The Justice Department has launched an investigation into how sexual assault complaints are handled in Missoula, Montana.

As NPR's Martin Kaste reports, news of the inquiry has shocked the town.

MARTIN KASTE, BYLINE: People in Missoula already knew something was up. The University of Montana has been investigating student allegations of rape, and a sexual harassment complaint was filed against the football team in January. But things got a lot more serious yesterday, when the Justice Department said it would investigate the university, local cops and prosecutors, ostensibly for not responding adequately to cases of sexual assault.

Missoula Mayor John Engen appeared shaken.

MAYOR JOHN ENGEN: While I and Chief Muir have no sense that we have failed to do our jobs, I can be proven wrong.

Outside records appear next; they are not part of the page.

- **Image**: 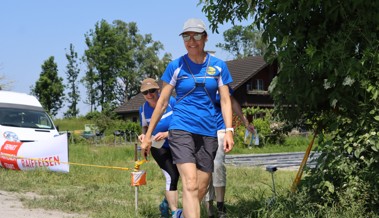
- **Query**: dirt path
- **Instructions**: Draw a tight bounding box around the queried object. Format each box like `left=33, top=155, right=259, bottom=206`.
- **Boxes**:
left=0, top=190, right=86, bottom=218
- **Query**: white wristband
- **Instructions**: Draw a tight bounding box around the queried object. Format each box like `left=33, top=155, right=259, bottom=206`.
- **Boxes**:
left=225, top=128, right=234, bottom=134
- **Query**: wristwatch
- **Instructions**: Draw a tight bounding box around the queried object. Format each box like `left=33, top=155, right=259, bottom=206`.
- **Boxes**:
left=225, top=128, right=234, bottom=134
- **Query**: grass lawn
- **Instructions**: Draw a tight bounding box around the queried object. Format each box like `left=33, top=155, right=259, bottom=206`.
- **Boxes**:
left=0, top=143, right=296, bottom=217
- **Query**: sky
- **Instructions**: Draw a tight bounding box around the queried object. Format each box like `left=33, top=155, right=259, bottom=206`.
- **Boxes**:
left=0, top=0, right=252, bottom=117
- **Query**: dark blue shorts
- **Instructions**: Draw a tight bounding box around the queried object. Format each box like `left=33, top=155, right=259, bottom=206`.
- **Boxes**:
left=168, top=130, right=218, bottom=173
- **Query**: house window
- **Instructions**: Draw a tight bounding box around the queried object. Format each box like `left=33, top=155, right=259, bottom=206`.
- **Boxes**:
left=255, top=79, right=264, bottom=90
left=246, top=79, right=264, bottom=91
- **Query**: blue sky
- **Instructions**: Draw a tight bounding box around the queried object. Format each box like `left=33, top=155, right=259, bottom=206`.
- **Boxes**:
left=0, top=0, right=252, bottom=116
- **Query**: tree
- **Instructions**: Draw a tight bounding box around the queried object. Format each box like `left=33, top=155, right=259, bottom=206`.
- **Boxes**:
left=64, top=44, right=80, bottom=117
left=216, top=25, right=266, bottom=59
left=32, top=56, right=64, bottom=116
left=200, top=0, right=379, bottom=213
left=84, top=20, right=170, bottom=111
left=80, top=57, right=96, bottom=112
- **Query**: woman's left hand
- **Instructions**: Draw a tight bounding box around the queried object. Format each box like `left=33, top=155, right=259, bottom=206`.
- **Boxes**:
left=154, top=132, right=168, bottom=141
left=224, top=131, right=234, bottom=153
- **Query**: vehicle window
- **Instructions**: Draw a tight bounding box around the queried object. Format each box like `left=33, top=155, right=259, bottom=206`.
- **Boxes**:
left=0, top=108, right=54, bottom=129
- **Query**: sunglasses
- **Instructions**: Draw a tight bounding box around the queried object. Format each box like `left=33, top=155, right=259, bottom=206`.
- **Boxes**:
left=142, top=89, right=157, bottom=95
left=182, top=33, right=204, bottom=42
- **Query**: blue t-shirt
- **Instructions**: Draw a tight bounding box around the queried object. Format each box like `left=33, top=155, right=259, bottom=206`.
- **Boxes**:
left=161, top=54, right=233, bottom=137
left=139, top=97, right=176, bottom=148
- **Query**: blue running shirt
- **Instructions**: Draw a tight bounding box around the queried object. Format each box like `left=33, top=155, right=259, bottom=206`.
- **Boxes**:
left=139, top=97, right=176, bottom=148
left=161, top=54, right=233, bottom=137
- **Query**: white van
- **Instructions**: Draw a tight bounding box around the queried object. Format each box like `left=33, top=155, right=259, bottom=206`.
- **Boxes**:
left=0, top=90, right=59, bottom=142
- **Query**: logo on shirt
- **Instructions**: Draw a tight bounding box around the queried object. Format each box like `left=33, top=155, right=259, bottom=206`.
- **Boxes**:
left=207, top=67, right=216, bottom=75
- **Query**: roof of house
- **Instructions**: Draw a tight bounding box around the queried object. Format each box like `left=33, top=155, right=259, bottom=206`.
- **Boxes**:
left=115, top=56, right=268, bottom=113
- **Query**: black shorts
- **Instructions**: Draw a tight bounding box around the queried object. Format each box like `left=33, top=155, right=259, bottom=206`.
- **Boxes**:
left=168, top=130, right=218, bottom=173
left=150, top=147, right=179, bottom=191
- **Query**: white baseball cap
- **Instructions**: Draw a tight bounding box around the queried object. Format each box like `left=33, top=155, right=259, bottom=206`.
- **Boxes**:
left=179, top=18, right=207, bottom=36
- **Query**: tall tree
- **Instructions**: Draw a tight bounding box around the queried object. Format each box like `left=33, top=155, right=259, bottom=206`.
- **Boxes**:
left=216, top=25, right=266, bottom=59
left=85, top=20, right=172, bottom=111
left=80, top=56, right=96, bottom=112
left=64, top=44, right=80, bottom=117
left=200, top=0, right=379, bottom=213
left=32, top=56, right=64, bottom=116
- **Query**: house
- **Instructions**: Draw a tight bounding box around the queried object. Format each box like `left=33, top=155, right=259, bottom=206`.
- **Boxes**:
left=115, top=56, right=277, bottom=122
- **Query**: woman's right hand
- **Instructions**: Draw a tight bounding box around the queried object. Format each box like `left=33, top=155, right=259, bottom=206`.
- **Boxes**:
left=141, top=136, right=152, bottom=159
left=138, top=134, right=145, bottom=142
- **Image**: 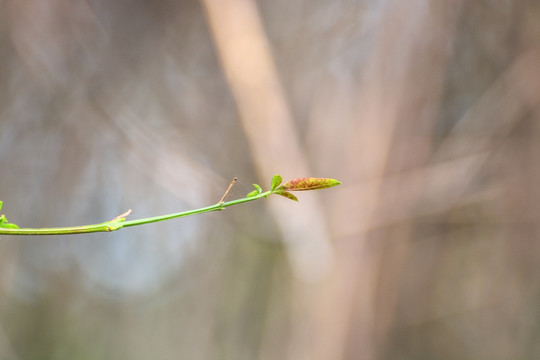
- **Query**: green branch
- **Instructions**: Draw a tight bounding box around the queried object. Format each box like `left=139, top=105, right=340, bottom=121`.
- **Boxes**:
left=0, top=175, right=340, bottom=235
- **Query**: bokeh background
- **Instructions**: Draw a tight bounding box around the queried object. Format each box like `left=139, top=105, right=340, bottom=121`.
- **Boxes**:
left=0, top=0, right=540, bottom=360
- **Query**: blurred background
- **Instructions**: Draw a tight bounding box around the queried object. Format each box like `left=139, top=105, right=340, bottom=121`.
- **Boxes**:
left=0, top=0, right=540, bottom=360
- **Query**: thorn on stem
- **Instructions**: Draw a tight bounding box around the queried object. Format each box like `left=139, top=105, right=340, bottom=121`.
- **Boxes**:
left=218, top=177, right=238, bottom=204
left=111, top=209, right=132, bottom=221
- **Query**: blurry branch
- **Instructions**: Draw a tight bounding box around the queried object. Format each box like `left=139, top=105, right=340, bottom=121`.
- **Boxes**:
left=434, top=50, right=540, bottom=159
left=201, top=0, right=333, bottom=281
left=0, top=175, right=340, bottom=235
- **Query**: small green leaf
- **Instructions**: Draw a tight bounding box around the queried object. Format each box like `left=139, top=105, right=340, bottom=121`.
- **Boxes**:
left=270, top=175, right=282, bottom=191
left=276, top=191, right=298, bottom=201
left=246, top=184, right=262, bottom=197
left=281, top=178, right=341, bottom=191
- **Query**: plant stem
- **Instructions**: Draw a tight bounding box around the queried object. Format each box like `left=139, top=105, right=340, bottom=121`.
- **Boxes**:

KASTE: The city and university have pledged to cooperate. But at an awkward joint news conference, Missoula County Attorney Fred Van Valkenburg lashed out at the federal officials standing right next to him.

FRED VAN VALKEBURG: I think this is an overreach by the federal government.

KASTE: He said they wouldn't tell him what exactly he's doing wrong. But he assumes the feds think he should be prosecuting more sexual assault cases.

VALKEBURG: They are essentially sending a message to every local prosecutor in America that they will use their resources to second-guess every decision a local prosecutor makes.

KASTE: It is highly unusual for the Justice Department to investigate decisions made by local prosecutors. Scott Burns is the head of the National District Attorneys Association.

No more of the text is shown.